Nine States Just Recorded their Warmest Winters Ever, and the entire US had its Second-Warmest

A frosty sun glows behind a leafless tree in the middle of a field

Winter barely showed up the way it usually does for millions of people from Oregon to Texas, as nine states logged their warmest meteorological winter on record.

As AccuWeather reports, the winter season is defined as Dec. 1 through the end of February. These dates are agreed upon by meteorologists for record-keeping and comparison purposes, but the historical average dates of the lowest temperatures varies from city to city.

NOAA’s National Centers for Environmental Information, which has records back to 1895, said this winter was the warmest in Oregon, Nevada, Arizona, Utah, Wyoming, Colorado, New Mexico, Texas and Oklahoma. And another five states experienced their second-warmest meteorological winter on record: Montana, Idaho, California, Nebraska and Kansas.

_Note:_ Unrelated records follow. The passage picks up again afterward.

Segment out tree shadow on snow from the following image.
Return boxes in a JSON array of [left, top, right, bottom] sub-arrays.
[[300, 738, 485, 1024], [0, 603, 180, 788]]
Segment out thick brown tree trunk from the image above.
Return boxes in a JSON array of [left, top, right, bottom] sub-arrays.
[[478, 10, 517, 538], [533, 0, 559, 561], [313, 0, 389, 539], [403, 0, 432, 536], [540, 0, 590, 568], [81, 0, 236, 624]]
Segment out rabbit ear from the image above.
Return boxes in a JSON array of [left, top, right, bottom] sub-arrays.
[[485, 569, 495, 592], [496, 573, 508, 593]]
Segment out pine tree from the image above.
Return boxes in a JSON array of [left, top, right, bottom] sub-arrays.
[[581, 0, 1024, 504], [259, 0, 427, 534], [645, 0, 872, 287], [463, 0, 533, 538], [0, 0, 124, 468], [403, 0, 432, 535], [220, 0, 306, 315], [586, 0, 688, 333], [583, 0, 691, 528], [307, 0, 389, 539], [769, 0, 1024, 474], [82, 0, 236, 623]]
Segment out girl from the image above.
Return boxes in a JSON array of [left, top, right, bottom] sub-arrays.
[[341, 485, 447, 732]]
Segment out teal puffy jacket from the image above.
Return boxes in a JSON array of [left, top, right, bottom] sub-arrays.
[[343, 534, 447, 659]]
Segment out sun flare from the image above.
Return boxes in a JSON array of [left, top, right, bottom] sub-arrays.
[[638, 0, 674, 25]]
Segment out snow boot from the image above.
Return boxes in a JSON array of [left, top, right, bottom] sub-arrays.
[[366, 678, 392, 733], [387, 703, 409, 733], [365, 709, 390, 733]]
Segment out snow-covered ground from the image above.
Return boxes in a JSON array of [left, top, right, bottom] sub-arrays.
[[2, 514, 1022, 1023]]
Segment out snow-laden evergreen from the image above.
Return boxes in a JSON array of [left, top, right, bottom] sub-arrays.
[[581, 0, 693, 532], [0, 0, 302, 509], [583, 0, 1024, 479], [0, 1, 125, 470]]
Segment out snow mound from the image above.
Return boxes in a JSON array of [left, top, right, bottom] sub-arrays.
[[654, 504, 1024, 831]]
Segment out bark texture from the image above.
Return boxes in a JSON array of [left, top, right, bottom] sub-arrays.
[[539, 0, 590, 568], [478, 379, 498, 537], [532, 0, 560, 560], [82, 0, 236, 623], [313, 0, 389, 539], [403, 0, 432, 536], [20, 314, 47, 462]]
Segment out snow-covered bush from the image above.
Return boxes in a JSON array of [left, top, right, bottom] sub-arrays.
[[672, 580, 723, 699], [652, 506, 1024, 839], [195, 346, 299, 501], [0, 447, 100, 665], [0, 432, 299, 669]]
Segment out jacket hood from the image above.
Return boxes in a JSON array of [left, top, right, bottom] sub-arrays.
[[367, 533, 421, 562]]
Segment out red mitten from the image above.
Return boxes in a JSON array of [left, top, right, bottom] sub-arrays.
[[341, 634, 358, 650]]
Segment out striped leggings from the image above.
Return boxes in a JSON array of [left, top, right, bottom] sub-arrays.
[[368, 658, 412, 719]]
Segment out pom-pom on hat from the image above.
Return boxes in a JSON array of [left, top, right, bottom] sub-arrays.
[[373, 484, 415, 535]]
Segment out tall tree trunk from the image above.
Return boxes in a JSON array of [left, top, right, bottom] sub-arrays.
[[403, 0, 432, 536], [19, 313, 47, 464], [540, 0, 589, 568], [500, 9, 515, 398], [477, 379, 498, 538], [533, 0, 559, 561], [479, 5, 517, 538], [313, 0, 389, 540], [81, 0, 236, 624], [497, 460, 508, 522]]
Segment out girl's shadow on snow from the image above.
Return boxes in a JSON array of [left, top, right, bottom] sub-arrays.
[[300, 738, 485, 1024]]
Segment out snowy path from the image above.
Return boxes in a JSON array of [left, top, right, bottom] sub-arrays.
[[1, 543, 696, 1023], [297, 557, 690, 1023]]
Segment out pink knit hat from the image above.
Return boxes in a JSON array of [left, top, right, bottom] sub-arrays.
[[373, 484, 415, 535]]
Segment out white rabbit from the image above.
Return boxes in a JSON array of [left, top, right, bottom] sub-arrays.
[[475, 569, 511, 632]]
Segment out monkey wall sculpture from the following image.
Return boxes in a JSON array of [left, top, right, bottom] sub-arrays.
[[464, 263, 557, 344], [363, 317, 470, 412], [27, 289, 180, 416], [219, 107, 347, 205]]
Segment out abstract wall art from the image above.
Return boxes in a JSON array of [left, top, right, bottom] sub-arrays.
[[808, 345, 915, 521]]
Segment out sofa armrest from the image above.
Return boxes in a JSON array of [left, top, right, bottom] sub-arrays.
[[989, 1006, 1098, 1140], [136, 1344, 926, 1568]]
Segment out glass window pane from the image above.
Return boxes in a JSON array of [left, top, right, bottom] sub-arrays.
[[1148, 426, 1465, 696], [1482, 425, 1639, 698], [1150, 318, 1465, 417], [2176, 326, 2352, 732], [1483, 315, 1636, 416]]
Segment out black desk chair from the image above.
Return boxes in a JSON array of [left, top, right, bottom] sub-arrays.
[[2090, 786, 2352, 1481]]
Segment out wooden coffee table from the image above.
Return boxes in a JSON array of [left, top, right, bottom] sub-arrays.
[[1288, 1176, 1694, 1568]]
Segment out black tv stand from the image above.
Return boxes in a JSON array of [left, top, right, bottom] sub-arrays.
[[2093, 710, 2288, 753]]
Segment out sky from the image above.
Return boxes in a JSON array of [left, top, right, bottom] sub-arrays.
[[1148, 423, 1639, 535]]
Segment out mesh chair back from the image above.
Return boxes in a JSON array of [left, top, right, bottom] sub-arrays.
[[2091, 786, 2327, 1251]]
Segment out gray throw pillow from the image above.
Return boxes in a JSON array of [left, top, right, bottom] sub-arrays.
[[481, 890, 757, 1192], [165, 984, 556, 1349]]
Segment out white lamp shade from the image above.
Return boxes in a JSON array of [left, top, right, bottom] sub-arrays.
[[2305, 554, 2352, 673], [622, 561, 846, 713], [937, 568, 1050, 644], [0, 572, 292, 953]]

More Winter Weather Records Broken

Dozens of cities also had recorded their warmest winters ever, including Riverton, Wyoming, with a seasonal average of 32.2 degrees F, 13.5 degrees F above the historical average, and Bozeman, Montana, at 35.9, 10.9 degrees above average. Denver was also likely the warmest, though records there go back only 31 years.

In the eastern United States, it was colder than the historical average in most states away from the Gulf Coast, though not as extreme as in the West. Delaware, New Jersey, Pennsylvania and Maryland ranked in the top 35 coldest winters.

For the entire continental United States, winter ranked as the second-warmest and was the driest in 45 years.

Snowpack in Western U.S. Hit Record Lows

West of the Plains, snowfall ranged from zero to 50 percent (shown in red) of the 18-year historical average according to NOAA’s National Operational Hydrologic Remote Sensing Center. Unusual snowfall in the Southeast created a strip of 150 (blue) to 500 percent (purple) from the Florida Panhandle through eastern Georgia and the Carolinas.

The snowpack, or water in snow on the ground, in the western U.S. hit record lows almost every day this winter and has generated worries about the water supply. Ski resorts were also hit hard with a lack of snow, with Vail saying it was “a worst-case weather scenario.”

Snowfall was above historical averages across the core of the Midwest, including Michigan, southern Illinois, Indiana, Ohio and across much of the Northeast, excluding Maine and Maryland. Many New England ski areas and I-95 residents got a lot more snow than the historical average.